Epidemiology of brachial plexus injury in the pediatric multitrauma population in the United States.

Mark McIntosh,'s picture
PubMed URL: 
http://www.ncbi.nlm.nih.gov/pubmed/20515329
Author: 
Belzberg AJ
Author List: 
Dorsi MJ
Hsu W
Belzberg AJ
Journal: 
J Neurosurg Pediatr
PubMed ID: 
20515329
Pagination: 
573-7
Volume: 
5
Issue: 
6
Abstract: 
The aim of this study was to estimate the prevalence of brachial plexus injury (BPI) in pediatric multitrauma patients.The National Pediatric Trauma Registry was queried using the ICD-9 code 953.4, injury to brachial plexus, to identify cases of BPI. The patient demographics, mechanism of trauma, and associated ICD-9 diagnoses were analyzed.Brachial plexus injuries were identified in 113 (0.1%) of the 103,434 injured children entered in the registry between April 1, 1985, and March 31, 2002. Sixty-nine patients (61%) were male.
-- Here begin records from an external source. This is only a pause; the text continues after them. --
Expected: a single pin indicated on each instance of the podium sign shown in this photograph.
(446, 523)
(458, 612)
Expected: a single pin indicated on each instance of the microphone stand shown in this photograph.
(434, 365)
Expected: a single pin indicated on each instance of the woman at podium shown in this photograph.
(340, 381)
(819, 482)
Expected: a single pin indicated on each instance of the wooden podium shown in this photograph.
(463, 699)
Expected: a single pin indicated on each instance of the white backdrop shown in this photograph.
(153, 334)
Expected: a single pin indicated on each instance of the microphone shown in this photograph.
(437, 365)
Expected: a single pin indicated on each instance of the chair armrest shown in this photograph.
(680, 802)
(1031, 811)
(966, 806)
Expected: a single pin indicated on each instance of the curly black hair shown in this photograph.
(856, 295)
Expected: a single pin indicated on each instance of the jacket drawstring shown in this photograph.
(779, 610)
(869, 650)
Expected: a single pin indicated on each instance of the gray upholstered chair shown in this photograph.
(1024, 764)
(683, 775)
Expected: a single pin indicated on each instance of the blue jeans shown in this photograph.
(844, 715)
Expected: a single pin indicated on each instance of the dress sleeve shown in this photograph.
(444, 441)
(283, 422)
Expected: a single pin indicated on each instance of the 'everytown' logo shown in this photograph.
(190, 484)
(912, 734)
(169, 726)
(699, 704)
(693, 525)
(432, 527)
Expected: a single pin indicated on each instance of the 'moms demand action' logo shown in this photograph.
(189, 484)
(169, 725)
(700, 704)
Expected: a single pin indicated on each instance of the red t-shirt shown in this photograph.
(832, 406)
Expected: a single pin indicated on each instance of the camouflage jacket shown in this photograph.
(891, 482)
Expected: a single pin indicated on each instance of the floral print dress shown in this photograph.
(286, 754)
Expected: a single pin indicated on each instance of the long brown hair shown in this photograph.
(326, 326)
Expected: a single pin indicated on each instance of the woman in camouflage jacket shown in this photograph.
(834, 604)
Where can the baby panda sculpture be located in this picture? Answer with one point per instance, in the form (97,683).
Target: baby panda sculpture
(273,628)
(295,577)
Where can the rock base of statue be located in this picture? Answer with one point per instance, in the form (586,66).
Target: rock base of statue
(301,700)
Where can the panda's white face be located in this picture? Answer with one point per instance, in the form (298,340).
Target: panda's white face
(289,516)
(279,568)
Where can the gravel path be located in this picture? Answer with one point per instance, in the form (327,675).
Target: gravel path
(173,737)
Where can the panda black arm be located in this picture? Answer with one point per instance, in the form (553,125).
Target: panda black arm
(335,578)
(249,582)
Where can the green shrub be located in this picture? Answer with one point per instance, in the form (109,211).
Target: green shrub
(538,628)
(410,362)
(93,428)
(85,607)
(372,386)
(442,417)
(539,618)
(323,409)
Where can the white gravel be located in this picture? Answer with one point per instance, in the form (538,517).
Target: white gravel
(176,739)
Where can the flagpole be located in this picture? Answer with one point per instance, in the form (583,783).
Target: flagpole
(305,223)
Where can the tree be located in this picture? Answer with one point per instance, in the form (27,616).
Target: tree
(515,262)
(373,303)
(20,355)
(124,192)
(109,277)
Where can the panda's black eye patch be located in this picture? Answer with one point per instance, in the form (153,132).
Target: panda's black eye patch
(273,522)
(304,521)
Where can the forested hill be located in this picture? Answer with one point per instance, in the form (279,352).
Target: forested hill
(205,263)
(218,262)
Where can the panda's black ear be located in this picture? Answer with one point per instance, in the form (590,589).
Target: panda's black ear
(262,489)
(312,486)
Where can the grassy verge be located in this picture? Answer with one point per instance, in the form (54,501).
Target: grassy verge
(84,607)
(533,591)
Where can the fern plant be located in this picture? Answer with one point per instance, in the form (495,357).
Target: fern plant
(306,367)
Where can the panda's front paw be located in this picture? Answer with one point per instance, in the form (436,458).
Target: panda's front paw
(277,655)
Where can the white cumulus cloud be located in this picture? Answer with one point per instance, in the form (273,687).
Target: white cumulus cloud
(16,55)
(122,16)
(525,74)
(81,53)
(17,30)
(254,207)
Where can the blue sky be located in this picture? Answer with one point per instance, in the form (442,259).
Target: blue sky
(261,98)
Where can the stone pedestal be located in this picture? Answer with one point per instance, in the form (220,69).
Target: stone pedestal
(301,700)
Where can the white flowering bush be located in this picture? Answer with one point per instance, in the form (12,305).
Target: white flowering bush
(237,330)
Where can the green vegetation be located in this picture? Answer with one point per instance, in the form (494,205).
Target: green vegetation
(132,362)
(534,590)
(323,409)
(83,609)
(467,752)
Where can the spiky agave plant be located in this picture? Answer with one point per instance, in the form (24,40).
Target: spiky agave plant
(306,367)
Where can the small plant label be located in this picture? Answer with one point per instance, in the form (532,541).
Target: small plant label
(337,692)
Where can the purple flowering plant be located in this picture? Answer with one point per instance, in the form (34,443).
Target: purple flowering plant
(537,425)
Injuries were most often caused by motor vehicle accidents involving passengers (36 cases [32%]) or pedestrians (19 cases [17%]). Head injuries were diagnosed in 47% of children and included concussion in 27%, intracranial bleeds in 21%, and skull fractures in 14%. Upper-extremity vascular injury occurred in 16%. The most common musculoskeletal injuries were fractures of the humerus (16%), ribs (16%), clavicle (13%), and scapula (11%). Spinal fractures occurred in 12% of patients, and spinal cord injury occurred in 4%. The Injury Severity Score ranged from 1 to 75, with a mean score of 10, and 6 patients (5%) died as a result of injuries sustained during a traumatic event.Brachial plexus injuries occur in 0.1% of pediatric multitrauma patients. Motor vehicle accidents and pedestrians struck by a motor vehicle are the most common reasons for BPIs in this population. Common associated injuries include head injuries, upper-extremity vascular injuries, and fractures of the spine, humerus, ribs, scapula, and clavicle.